Written By Holly Blackman




“People knock on our door all the time, Greg Jarrell (Founder of QC Family Tree) explained to me. “Lots of them say, ‘I need a job’, and we decided to bring up the idea that maybe we should start a business with some of those folks. We brought it to them in what we call a family (neighborhood) meeting. One young man who was 16 - jumped at the idea of wanting to start a (mobile) coffee cart, so we decided to approach Enderly Coffee. This made complete sense in the network of our relationships.”



Greg and his wife, Helms, have lived in Enderly Park since 2005 and began QC Family Tree not long after leaving seminary to encounter Jesus in the streets rather than the sanctuary. Greg and Helm’s hearts aligned with Tony & Becky’s and a neighborhood partnership quickly took root.
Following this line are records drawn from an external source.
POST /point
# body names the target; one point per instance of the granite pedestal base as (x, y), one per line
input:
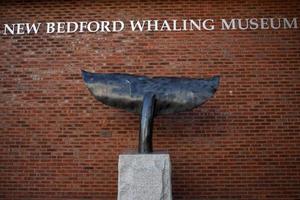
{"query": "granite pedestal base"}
(144, 177)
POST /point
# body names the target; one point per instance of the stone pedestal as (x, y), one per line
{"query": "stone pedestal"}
(144, 177)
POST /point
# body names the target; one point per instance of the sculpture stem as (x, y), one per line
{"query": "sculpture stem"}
(146, 123)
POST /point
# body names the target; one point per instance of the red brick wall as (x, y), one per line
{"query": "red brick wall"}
(58, 142)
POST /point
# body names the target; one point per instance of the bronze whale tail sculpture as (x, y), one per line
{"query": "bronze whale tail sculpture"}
(149, 96)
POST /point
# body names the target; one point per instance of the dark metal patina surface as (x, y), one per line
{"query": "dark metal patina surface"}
(149, 96)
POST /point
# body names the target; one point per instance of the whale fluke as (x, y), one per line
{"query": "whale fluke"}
(149, 96)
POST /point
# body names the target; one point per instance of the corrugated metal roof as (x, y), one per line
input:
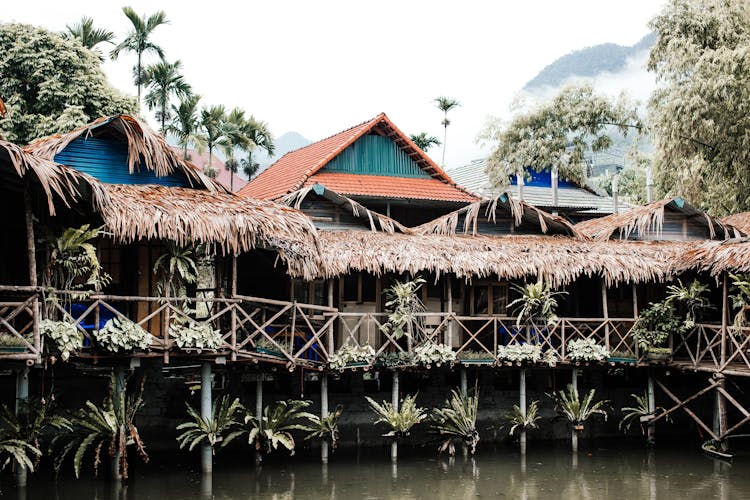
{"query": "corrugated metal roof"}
(572, 199)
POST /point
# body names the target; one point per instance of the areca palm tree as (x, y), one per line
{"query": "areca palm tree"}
(185, 123)
(445, 104)
(213, 124)
(164, 81)
(137, 40)
(89, 36)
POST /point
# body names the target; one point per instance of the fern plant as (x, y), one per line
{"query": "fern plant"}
(108, 427)
(457, 420)
(516, 419)
(275, 426)
(577, 410)
(401, 421)
(326, 428)
(217, 431)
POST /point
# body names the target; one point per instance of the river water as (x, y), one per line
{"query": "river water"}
(610, 470)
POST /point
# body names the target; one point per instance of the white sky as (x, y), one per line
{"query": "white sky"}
(320, 67)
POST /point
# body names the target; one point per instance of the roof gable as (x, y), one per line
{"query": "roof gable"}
(293, 170)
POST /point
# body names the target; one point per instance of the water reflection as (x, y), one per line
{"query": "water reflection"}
(540, 473)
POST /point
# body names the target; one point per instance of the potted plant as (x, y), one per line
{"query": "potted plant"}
(349, 356)
(652, 331)
(536, 301)
(577, 411)
(121, 334)
(64, 336)
(586, 350)
(457, 420)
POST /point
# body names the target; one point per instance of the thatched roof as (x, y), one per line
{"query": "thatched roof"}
(376, 221)
(740, 221)
(558, 259)
(645, 219)
(731, 255)
(56, 181)
(221, 220)
(464, 220)
(146, 148)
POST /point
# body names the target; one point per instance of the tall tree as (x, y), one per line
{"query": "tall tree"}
(424, 141)
(85, 32)
(213, 124)
(260, 137)
(445, 104)
(558, 133)
(185, 124)
(50, 84)
(700, 112)
(164, 81)
(137, 40)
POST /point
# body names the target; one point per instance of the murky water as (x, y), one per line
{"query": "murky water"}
(554, 473)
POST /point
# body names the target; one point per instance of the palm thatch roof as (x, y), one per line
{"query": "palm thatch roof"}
(146, 149)
(649, 219)
(740, 221)
(56, 181)
(464, 220)
(731, 255)
(376, 221)
(232, 223)
(557, 259)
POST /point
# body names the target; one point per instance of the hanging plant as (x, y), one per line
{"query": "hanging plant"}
(65, 336)
(122, 335)
(586, 350)
(195, 335)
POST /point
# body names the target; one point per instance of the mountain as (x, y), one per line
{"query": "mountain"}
(589, 62)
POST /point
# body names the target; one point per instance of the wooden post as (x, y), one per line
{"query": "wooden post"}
(233, 337)
(324, 414)
(22, 397)
(394, 403)
(651, 429)
(206, 414)
(605, 311)
(522, 406)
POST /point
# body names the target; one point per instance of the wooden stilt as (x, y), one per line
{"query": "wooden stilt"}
(324, 414)
(394, 403)
(206, 455)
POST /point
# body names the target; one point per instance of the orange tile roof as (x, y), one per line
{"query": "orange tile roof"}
(390, 187)
(295, 169)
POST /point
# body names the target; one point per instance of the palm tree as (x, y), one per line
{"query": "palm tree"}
(445, 104)
(185, 123)
(424, 141)
(164, 81)
(89, 36)
(137, 40)
(213, 124)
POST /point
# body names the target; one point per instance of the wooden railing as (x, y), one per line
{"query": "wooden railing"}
(19, 322)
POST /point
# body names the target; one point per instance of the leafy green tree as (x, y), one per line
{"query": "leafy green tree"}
(424, 141)
(700, 112)
(51, 85)
(137, 40)
(184, 123)
(89, 36)
(164, 81)
(445, 104)
(558, 133)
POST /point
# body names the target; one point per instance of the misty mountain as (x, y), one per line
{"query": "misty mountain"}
(589, 62)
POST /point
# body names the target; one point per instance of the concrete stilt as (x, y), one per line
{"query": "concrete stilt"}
(22, 396)
(651, 430)
(207, 459)
(323, 414)
(119, 388)
(394, 403)
(522, 406)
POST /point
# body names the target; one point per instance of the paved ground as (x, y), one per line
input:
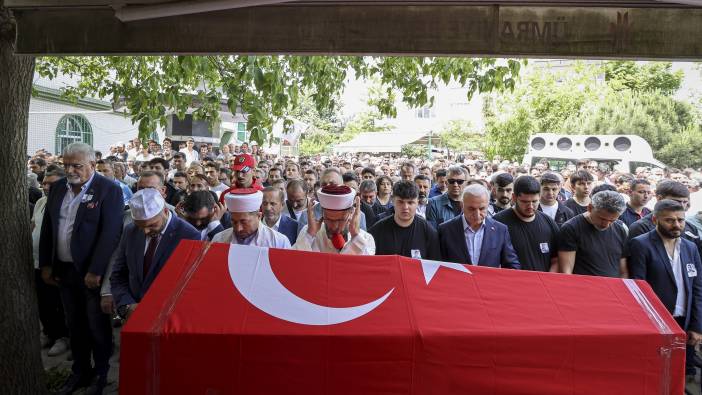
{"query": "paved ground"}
(59, 366)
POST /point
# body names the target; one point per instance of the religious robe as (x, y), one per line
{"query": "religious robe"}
(265, 237)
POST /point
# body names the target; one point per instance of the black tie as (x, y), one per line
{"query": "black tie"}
(149, 256)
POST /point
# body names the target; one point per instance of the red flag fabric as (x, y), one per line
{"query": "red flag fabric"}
(224, 319)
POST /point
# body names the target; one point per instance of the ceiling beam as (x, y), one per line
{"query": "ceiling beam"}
(456, 30)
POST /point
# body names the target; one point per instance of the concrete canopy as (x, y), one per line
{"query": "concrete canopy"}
(585, 28)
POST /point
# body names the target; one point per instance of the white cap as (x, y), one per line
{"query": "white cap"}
(243, 201)
(336, 201)
(146, 204)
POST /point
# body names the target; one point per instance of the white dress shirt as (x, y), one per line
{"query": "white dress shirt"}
(679, 280)
(160, 235)
(67, 216)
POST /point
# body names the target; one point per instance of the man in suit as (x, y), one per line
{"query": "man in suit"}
(445, 207)
(80, 230)
(473, 237)
(144, 248)
(272, 208)
(671, 265)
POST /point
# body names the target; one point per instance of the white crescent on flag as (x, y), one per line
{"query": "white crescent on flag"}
(251, 272)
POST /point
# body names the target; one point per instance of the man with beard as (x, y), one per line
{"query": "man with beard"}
(424, 185)
(639, 195)
(594, 243)
(671, 266)
(532, 232)
(203, 212)
(80, 231)
(502, 188)
(339, 229)
(244, 206)
(405, 233)
(272, 207)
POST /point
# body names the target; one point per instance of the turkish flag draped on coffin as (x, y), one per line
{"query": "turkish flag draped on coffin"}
(224, 319)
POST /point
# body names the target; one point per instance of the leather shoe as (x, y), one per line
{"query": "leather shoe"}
(72, 384)
(97, 386)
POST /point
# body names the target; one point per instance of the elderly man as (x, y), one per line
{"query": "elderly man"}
(244, 206)
(144, 248)
(448, 206)
(80, 231)
(594, 243)
(473, 237)
(272, 209)
(339, 230)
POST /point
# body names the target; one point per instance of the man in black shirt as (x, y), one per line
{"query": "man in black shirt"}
(533, 233)
(549, 203)
(594, 243)
(581, 182)
(406, 233)
(501, 191)
(668, 190)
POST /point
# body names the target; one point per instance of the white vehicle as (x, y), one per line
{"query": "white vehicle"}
(612, 152)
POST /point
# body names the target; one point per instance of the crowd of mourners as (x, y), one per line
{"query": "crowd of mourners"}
(104, 224)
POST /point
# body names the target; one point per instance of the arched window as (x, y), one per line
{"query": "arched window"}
(71, 129)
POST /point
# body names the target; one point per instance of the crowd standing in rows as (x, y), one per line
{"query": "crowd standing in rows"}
(105, 224)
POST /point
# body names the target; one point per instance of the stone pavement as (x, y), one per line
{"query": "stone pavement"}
(60, 366)
(64, 366)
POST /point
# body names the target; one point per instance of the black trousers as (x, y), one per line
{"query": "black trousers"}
(89, 328)
(689, 351)
(53, 321)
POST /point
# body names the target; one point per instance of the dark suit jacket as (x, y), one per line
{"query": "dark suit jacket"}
(96, 229)
(496, 249)
(288, 227)
(128, 282)
(649, 261)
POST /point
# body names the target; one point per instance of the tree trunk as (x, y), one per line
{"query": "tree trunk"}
(21, 370)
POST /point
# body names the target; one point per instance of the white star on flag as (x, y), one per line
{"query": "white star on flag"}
(430, 267)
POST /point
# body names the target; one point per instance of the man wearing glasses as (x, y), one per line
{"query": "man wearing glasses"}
(445, 207)
(81, 228)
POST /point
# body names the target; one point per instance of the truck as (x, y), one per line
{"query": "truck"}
(620, 152)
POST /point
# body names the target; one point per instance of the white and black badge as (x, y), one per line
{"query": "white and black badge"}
(544, 248)
(691, 270)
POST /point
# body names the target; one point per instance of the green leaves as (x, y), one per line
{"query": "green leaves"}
(264, 88)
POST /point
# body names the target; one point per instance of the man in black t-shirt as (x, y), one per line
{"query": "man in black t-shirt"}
(405, 233)
(533, 233)
(581, 182)
(594, 243)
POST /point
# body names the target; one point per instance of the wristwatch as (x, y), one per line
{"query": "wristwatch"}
(122, 310)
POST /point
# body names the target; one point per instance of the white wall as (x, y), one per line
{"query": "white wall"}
(108, 127)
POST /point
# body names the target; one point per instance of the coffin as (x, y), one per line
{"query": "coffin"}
(224, 319)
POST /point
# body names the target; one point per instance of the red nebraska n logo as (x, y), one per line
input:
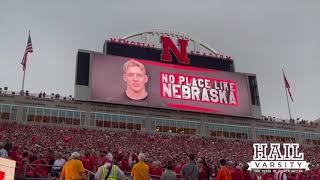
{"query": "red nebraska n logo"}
(168, 45)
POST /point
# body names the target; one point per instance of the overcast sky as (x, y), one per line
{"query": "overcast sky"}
(262, 36)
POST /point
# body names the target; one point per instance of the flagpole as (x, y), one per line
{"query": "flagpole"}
(24, 75)
(285, 89)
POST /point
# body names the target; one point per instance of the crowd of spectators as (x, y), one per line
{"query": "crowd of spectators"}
(36, 148)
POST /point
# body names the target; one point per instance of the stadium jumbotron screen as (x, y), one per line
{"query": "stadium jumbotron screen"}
(123, 80)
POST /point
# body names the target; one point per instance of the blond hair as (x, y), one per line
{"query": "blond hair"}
(132, 63)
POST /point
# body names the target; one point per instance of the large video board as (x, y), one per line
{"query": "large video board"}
(123, 80)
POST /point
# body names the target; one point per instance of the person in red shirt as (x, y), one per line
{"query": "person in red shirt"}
(224, 172)
(88, 161)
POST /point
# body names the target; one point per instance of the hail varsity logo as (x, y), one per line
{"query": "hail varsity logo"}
(286, 159)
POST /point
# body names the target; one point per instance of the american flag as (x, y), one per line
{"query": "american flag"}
(29, 49)
(287, 86)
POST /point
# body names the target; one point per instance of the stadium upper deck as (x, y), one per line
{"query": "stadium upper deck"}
(52, 111)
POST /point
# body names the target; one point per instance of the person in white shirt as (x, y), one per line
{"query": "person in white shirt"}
(109, 170)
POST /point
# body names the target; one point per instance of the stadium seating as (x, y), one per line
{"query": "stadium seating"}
(38, 145)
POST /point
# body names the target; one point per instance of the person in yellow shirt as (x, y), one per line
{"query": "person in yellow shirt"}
(73, 169)
(140, 171)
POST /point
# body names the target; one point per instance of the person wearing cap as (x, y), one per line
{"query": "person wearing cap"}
(168, 174)
(73, 169)
(190, 170)
(140, 171)
(109, 171)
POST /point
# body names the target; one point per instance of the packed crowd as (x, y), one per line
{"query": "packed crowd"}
(36, 148)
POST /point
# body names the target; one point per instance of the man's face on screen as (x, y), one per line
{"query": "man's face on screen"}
(135, 78)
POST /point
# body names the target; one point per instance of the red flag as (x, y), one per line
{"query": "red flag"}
(286, 83)
(29, 49)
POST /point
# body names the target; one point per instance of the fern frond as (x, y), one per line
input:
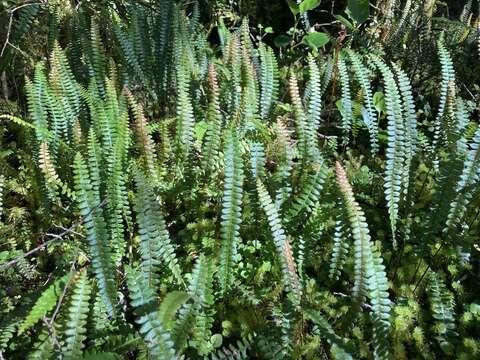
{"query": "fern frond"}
(448, 75)
(211, 148)
(339, 348)
(77, 318)
(185, 118)
(45, 303)
(466, 185)
(145, 141)
(361, 73)
(314, 105)
(289, 271)
(347, 113)
(268, 80)
(155, 245)
(306, 137)
(340, 246)
(231, 209)
(396, 172)
(310, 193)
(257, 160)
(370, 276)
(191, 314)
(157, 339)
(443, 311)
(96, 234)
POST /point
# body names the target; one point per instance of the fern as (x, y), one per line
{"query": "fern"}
(361, 73)
(347, 113)
(339, 347)
(96, 234)
(314, 101)
(268, 80)
(306, 137)
(2, 189)
(396, 172)
(142, 296)
(77, 318)
(257, 161)
(370, 276)
(185, 118)
(443, 305)
(145, 141)
(192, 316)
(155, 245)
(448, 75)
(45, 303)
(282, 244)
(465, 186)
(231, 210)
(340, 246)
(310, 193)
(212, 143)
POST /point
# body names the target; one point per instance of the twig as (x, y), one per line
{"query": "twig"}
(56, 237)
(9, 29)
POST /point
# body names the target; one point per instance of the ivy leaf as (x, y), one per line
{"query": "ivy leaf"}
(359, 10)
(307, 5)
(315, 39)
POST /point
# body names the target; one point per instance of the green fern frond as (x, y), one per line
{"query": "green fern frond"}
(307, 199)
(290, 276)
(77, 318)
(157, 339)
(144, 139)
(96, 234)
(211, 147)
(397, 168)
(466, 184)
(443, 311)
(231, 210)
(370, 275)
(314, 106)
(185, 118)
(268, 80)
(155, 245)
(192, 315)
(347, 113)
(341, 240)
(45, 303)
(339, 347)
(448, 76)
(362, 75)
(257, 161)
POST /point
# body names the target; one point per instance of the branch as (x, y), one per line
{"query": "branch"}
(56, 237)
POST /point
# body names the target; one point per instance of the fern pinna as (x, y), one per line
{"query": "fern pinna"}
(191, 209)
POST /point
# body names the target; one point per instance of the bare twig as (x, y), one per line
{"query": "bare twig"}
(56, 237)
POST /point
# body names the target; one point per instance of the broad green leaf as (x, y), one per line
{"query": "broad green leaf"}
(315, 39)
(282, 41)
(293, 7)
(345, 22)
(307, 5)
(359, 10)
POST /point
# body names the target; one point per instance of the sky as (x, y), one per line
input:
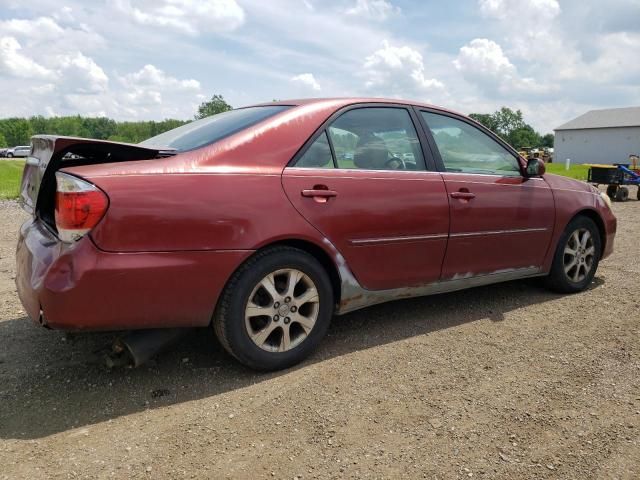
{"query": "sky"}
(156, 59)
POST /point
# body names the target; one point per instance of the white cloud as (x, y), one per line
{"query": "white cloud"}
(308, 80)
(399, 70)
(150, 75)
(485, 59)
(191, 17)
(483, 63)
(38, 29)
(151, 89)
(618, 59)
(81, 74)
(525, 14)
(373, 9)
(13, 62)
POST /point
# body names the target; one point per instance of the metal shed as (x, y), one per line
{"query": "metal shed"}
(599, 136)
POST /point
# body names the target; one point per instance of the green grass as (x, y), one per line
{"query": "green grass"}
(10, 176)
(578, 172)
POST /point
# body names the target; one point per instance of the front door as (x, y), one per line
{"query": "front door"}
(500, 220)
(363, 183)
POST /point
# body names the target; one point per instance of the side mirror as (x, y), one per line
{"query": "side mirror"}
(535, 167)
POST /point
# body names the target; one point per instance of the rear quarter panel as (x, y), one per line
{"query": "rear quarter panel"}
(224, 211)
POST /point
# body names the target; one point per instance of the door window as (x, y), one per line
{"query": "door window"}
(376, 138)
(318, 155)
(464, 148)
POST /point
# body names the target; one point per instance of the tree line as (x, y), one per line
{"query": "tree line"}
(509, 124)
(18, 131)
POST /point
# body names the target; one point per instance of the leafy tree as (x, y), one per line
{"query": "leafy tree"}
(508, 121)
(217, 104)
(18, 131)
(486, 119)
(523, 137)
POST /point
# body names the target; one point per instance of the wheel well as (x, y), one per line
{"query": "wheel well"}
(320, 255)
(599, 223)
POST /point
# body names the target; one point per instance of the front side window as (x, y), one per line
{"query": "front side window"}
(464, 148)
(376, 138)
(211, 129)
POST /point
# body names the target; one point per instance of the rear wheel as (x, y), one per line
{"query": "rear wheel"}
(275, 309)
(622, 195)
(577, 256)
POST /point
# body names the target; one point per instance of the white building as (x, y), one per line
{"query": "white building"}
(599, 136)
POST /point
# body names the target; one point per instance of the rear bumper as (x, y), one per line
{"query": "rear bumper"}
(79, 287)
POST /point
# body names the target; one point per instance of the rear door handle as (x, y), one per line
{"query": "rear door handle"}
(319, 193)
(462, 195)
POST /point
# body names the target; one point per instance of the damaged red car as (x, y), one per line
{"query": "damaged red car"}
(264, 222)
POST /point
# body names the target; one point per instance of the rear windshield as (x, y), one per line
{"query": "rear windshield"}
(211, 129)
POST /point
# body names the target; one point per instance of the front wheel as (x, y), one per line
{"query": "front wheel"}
(577, 256)
(275, 309)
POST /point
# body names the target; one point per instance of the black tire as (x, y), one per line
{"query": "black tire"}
(558, 280)
(622, 195)
(229, 317)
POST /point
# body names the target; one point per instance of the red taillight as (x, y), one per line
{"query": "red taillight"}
(79, 206)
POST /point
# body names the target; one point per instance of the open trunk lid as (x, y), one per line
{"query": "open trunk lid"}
(50, 153)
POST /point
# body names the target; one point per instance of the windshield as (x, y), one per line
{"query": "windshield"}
(211, 129)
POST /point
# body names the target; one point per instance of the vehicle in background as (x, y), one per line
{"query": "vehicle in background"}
(264, 222)
(19, 151)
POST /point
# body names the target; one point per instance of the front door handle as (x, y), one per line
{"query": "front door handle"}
(320, 195)
(462, 195)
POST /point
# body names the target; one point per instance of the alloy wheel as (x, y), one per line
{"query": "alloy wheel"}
(579, 255)
(282, 310)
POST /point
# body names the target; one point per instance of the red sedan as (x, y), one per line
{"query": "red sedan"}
(266, 221)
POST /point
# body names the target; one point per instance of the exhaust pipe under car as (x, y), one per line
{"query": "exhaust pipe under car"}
(140, 346)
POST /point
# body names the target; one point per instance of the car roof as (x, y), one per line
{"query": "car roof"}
(345, 101)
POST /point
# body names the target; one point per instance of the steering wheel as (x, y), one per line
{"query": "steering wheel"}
(395, 163)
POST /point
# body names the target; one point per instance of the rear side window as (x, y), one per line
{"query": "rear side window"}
(211, 129)
(464, 148)
(318, 155)
(376, 138)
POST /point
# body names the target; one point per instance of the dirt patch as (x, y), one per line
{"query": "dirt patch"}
(508, 381)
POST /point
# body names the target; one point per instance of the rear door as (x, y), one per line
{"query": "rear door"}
(500, 220)
(363, 182)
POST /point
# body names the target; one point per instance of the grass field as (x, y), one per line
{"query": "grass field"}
(575, 171)
(10, 176)
(11, 173)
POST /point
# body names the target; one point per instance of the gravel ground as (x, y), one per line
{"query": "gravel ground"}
(508, 381)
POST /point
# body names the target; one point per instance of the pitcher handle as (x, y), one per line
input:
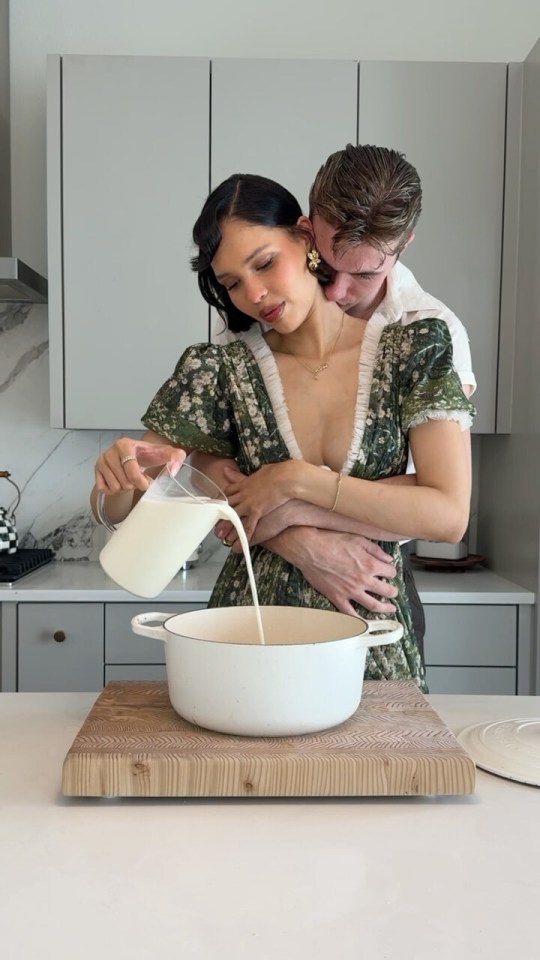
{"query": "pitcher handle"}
(102, 513)
(140, 624)
(390, 631)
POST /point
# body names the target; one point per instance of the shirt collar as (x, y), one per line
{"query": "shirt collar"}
(404, 294)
The QC Family Tree coffee cart folks served Enderly Coffee on a pop-up basis at festivals, parks, concerts, gatherings, etc., until Greg and his fellow neighbors were approached by people from Caldwell Presbyterian Church, a block or so away from Elizabeth Creamery off of 7th Street. This permanent coffee home is now called The Third Place Coffee, creating jobs for those who may have difficulty landing permanent employment, building community by giving families financial roots, skill building and management opportunities. The ultimate goal - generating wealth to funnel back into Enderly Park and building resumes one employee at a time.




Charlotte Observer Press

Jane Jacobs, the urbanist and sociologist, talked about the importance of "third places" in building strong communities. Her idea was that such a place was not mine or yours, but a middle ground where we can engage. Neutral turf in some sense, but for the purpose of creating the deep connections that communities need to thrive.



Charlotte Five Press 

Thus, the neighbors and friends of QC Family Tree from Enderly Park and members of Caldwell Presbyterian have created a home away from home for anyone to enjoy with hopes of it becoming a worker-owned cooperative structure. I echo Greg – “You won’t find a pour over better, but the mission is even better.”


As you walk in, you can grab your mug and make a donation of whatever amount you can afford (another way to be all inclusive of those who may just need a pick-me-up and resting place but don’t have the money to give that day). Maybe you’re searching for conversation or a comfortable workplace. If you’re anything like me, you loathe office space (but love the movie), and if this is the case, plan your next meeting at The Third Place. While I was there, I grabbed a cup of decaf joe to go (which I highly recommend if you're already caffeinated - Enderly's decaf is the best decaf I've ever had. So good, in fact that I kept it in my car and sipped on it for two days to savor it for longer!) Inside The Third Place, two older ladies reminded me of how big of a blessing my newborn is while two men worked and the baristas’ 1-year-old son kept my newborn entertained in his carrier.


This is what Enderly is all about – loving others & building community, and we’re proud to be served at The Third Place. As advertised on the chalkboard behind the counter, “Let us bring all our differences not to your place or my place, but to The Third Place where we meet on common ground”. We hope you’ll meet there and be a part of building community one cup of Enderly coffee at a time.